When either Mom or Dad is poorly attuned to their child’s needs, there may be loss of consistency, stability, security and predictability. Sometimes this is due to parents being narcissistic or ill-suited to having children. They tire easily with and become frustrated from having to meet the demands of small dependent creatures. These parents think first about what they want, and second about how it may affect you. Mom keeps changing her mind about what school is best and enrolls you in one after another. Dad spends time with you when he’s in the mood, but other than that is barely in your life.
This dynamic happens often when parents have mental illness or substance addiction. Mom can be warm and fuzzy for a while, but when depression strikes her, you get dropped like a hot potato. You feel blindsided and wonder what you did wrong (nothing) to cause her to pull away from you. The magic carpet you were riding high on when the two of you were best buds, comes crashing down to earth. Dad can be in your life one day and not the next because he’s off on a bender. When you’re a child, it’s nearly impossible to understand that you did nothing to cause him to abandon you.

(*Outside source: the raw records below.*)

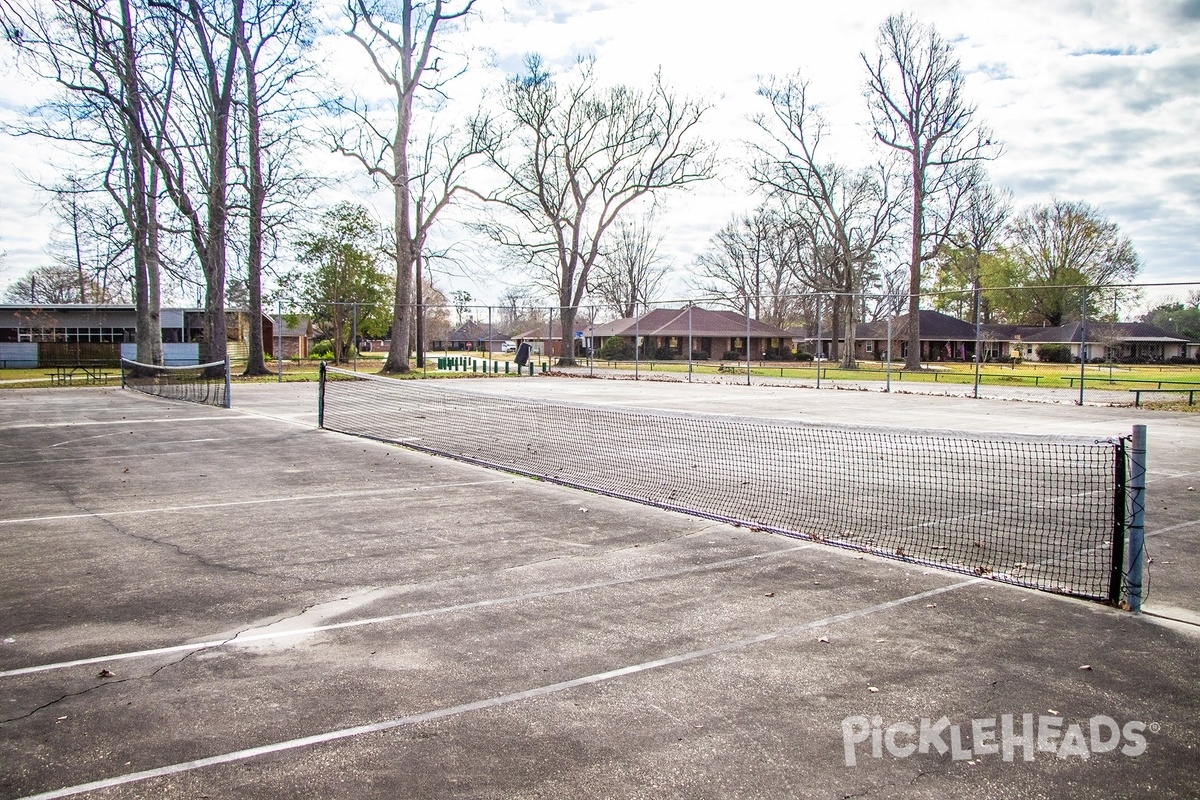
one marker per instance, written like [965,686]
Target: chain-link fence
[1041,337]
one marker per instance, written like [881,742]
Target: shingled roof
[675,322]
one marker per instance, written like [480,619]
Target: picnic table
[65,374]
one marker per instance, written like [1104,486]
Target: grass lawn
[1042,376]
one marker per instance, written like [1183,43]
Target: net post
[279,341]
[321,396]
[1083,344]
[637,341]
[819,341]
[978,342]
[888,389]
[1137,557]
[1119,519]
[748,344]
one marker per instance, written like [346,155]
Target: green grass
[1042,376]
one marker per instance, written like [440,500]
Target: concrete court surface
[485,636]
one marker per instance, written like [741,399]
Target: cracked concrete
[503,589]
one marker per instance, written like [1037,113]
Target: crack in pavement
[148,675]
[179,548]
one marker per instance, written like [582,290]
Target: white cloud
[1096,101]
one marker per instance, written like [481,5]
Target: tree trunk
[567,356]
[255,362]
[847,359]
[145,289]
[912,361]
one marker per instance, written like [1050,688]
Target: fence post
[321,396]
[889,352]
[1119,521]
[819,341]
[689,342]
[1137,557]
[279,340]
[747,343]
[978,343]
[1083,343]
[637,341]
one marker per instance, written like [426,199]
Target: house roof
[675,322]
[295,325]
[1072,332]
[934,326]
[474,331]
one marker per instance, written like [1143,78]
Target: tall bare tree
[851,210]
[1060,251]
[401,40]
[915,92]
[575,156]
[271,38]
[975,239]
[630,270]
[750,266]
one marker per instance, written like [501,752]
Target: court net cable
[205,383]
[1041,512]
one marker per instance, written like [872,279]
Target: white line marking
[492,702]
[298,498]
[393,618]
[94,422]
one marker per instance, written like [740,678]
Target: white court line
[95,422]
[394,618]
[493,702]
[298,498]
[127,456]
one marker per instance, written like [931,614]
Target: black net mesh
[1037,512]
[205,383]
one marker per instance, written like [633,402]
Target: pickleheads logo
[1002,737]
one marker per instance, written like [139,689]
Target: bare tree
[750,266]
[915,92]
[976,238]
[630,270]
[271,38]
[1062,250]
[851,210]
[95,54]
[401,41]
[575,156]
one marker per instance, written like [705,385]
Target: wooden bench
[1158,384]
[1189,392]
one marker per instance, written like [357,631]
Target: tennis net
[205,383]
[1042,512]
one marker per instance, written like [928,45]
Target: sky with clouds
[1093,100]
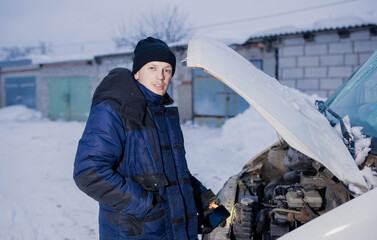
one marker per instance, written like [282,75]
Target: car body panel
[298,122]
[353,220]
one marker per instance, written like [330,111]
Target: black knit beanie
[152,49]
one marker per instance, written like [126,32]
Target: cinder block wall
[320,65]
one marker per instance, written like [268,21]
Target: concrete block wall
[321,65]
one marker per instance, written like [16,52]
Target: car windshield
[357,98]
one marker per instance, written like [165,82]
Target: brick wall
[322,64]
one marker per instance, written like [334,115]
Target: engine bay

Children who grew up with this above “rug” dynamic develop two types of problems. One is that you consciously or unconsciously believe that something bad is always right around the corner and, since you couldn’t (developmentally) handle whatever it was in childhood, you’re sure you won’t be able to handle it now. Your granddaughter will study abroad but never come back. Your new beau will change their mind and take up with someone else. The truth is that as a mature adult, you can handle surprises and shocks now, as change and lack of control over others is simply woven into life.
The second problem is that you become afraid to enjoy life fearing that someone will come and whisk away your enjoyment. Please understand that you don’t always cause others’ reactions. Much of what people do or say to us has nothing to do with us. You’re resilient now and can bounce back when pleasure ends. If you’re blind-sided you can see what red flags you missed or simply chalk it up to life. It’s your rug now!